By Adam Estelle, Project Engineer for the Copper Development Association
In mid-October, I had the pleasure of participating in the first annual Healthcare Surface Summit (HSS) hosted by the University of Arizona. The objective of the summit was to bring together thought leaders from industry, research, environmental services, regulators and healthcare practice to develop solutions to control the spread of healthcare-acquired infections transmitted via contaminated surfaces. About 25 attendees were present in total.
The summit started with “lightning talks” delivered by members of the HSS Advisory Board which included renowned microbiologists and clinicians. The talks focused on the role of surfaces in causing infections, key issues, hurdles to success and areas where immediate action is needed. I was also invited to deliver a lightning talk which was an honor considering the level of expertise in the room.
A lively discussion followed that spanned a range of topics including methods to measure contamination on surfaces, the need to empower healthcare professionals charged with disinfecting the environment, the role of regulating agencies, the hierarchy of evidence for evaluating antimicrobial surfaces and more. A key conclusion was that there is no one solution to controlling surface contamination. A multi-pronged approach is needed to overcome the inherent limitations of human behavior. Antimicrobial copper surfaces fit nicely into this discussion as they continuously reduce bacteria in between routine cleanings with no human effort aside from standard cleaning.
By the end of the two-day meeting, three targeted work groups were formed and tasked with developing action plans. The three work groups are: standards, education and certification and research. Additional meetings are being scheduled for 2016 to report progress and results.

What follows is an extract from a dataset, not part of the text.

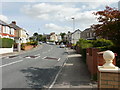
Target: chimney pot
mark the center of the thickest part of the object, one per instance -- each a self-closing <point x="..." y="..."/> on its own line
<point x="14" y="22"/>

The ultimate goal is to implement standards, policies and best practices generated by the work groups that will help the healthcare community evaluate available solutions and reduce infections caused by environmental surfaces.
I left the Summit energized and encouraged. I’m eager to keep up the momentum and contribute to this multidisciplinary group that is trying to tackle a significant threat to public health with fresh perspectives and new ideas.